The first problem I hit was my use of compass to create parts of the theme I intended to use for my blog. When attempting to use jekyll-compass to enable that, I hit the following error:

Unable to activate compass-0.12.6, because sass-3.3.7 conflicts with sass (~> 3.2.19) (Gem::LoadError)

After searching for a bit I came across the following issue which detailed a solution - but unfortunately it didn’t work for me. Being somewhat of a newbie to Ruby, I didn’t realise that after creating a Gem as instructed in the fix, I actually needed to “bundle install” it. After a little more digging and tweaking against Mark Turners advice, I ended up with a Gem file like so:

source "https://rubygems.org"

gem 'sass', "~> 3.2.19"
gem 'jekyll-compass', "1.0.6"

Which has finally given me what I wanted.

Using Custom Pygments Themes for Syntax highlighting

Jekyll uses pygments for fancy pants syntax highlighting. Although an example syntax.css is linked to in the jekyll documentation, I prefer a darker theme myself. Jekyll doesn’t tell you it’s possible to generate any one of the numerous pygments styles like this:

pygmentize -f html -S monokai -a .highlight > monokai.css

I’ve used the monokai theme for my own highlighting. There are demos of each of the themes on the pygments site - here is an example. You can then use that as the basis for your own custom highlighting. I’ve created each one of the 19 possible themes and put them up on github.

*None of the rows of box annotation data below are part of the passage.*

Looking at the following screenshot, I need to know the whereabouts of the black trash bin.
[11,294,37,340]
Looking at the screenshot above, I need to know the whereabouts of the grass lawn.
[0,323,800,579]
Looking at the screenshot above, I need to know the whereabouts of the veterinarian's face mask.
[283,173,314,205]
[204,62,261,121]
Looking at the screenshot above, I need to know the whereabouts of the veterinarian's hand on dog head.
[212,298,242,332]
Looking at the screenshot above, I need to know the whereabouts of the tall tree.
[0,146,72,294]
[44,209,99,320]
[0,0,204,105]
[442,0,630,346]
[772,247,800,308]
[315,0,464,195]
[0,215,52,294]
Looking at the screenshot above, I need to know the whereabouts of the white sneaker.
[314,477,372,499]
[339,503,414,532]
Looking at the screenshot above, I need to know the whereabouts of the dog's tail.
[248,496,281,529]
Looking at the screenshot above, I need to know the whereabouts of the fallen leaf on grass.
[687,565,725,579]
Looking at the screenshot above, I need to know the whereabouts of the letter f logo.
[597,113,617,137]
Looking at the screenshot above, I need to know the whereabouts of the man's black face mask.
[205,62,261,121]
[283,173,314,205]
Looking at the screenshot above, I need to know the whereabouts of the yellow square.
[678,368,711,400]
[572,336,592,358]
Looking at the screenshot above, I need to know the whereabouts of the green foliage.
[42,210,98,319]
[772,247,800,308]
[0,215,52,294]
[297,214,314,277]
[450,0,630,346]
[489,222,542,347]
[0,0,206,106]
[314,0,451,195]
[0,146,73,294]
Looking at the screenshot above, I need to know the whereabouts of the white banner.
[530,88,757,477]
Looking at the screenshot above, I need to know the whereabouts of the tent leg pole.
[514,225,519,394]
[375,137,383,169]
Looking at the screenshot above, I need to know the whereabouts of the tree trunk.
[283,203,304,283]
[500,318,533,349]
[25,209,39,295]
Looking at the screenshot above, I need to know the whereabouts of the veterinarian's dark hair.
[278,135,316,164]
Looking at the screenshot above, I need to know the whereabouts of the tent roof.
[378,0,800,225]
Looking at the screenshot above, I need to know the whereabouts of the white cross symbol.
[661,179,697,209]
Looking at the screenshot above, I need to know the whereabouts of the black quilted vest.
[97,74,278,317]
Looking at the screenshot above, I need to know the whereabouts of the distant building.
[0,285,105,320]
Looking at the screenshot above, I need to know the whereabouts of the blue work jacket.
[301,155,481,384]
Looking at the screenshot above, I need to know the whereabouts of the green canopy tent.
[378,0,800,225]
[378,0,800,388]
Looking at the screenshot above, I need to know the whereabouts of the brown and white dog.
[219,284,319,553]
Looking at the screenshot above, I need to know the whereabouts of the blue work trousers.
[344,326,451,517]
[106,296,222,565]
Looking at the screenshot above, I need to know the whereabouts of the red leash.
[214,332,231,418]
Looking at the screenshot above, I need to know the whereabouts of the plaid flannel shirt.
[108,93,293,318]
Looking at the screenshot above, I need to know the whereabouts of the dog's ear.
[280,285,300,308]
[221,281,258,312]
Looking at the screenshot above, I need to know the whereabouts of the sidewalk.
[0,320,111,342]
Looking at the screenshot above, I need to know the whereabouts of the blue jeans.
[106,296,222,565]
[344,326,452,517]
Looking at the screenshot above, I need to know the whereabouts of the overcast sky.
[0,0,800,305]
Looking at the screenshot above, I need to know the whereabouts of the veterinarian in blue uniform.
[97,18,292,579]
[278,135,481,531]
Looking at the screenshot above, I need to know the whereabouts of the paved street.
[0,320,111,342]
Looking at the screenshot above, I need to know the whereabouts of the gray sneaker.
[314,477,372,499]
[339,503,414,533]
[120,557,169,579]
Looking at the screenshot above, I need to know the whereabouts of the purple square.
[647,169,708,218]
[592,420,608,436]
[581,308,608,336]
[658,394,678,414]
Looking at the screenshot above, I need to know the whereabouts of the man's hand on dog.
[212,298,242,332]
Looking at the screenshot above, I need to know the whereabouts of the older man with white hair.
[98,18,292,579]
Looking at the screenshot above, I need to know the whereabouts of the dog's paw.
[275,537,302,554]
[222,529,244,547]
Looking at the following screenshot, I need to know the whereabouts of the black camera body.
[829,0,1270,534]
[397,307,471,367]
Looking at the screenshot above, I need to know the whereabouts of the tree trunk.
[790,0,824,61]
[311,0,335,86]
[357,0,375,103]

Moving to Disqus Commenting

Given I now had a static site, I needed a means of continuing supporting comments. Disqus does just that by embedding comments using javascript into post pages. Adding disqus proved to be the biggest hurdle for me. I had a large number of comments from people on my blog over the years and therefore I didn’t want to lose them. After exporting my site as xml and uploading them to disqus, I finally set jekyll loose on my site along with disqus embeds, but I couldn’t see them. The problem I found after a frustrating hour or two of uploading new versions of my site over ftp, was jekyll used a trailing slash (as the post is an index within a directory) to denote links to posts. It’s possible however to do away with this using .htaccess if you’re using Apache.

Options -Multiviews +FollowSymLinks
RewriteEngine On
RewriteBase /
DirectorySlash Off

# remove the trailing slash
RewriteRule ^(.*)\/(\?.*)?$ $1$2 [R=301,L]

# rewrite /dir/file to /dir/file/index.html
RewriteRule ^([\w\/-]+)(\?.*)?$ $1/index.html$2 [L,T=application/x-httpd-html]

However, when I began using github pages, this fix didn’t work as github only serves static files and doesn’t allow use of htaccess. Instead, I had to resign to the fact that I would have to have trailing slashes (apparently they’re quicker anyway). This then meant I had to use the Redirect Crawler option of disqus’s “Migrate Threads” wizard (seen below) to crawl my new blog on github and determine where the posts were now located.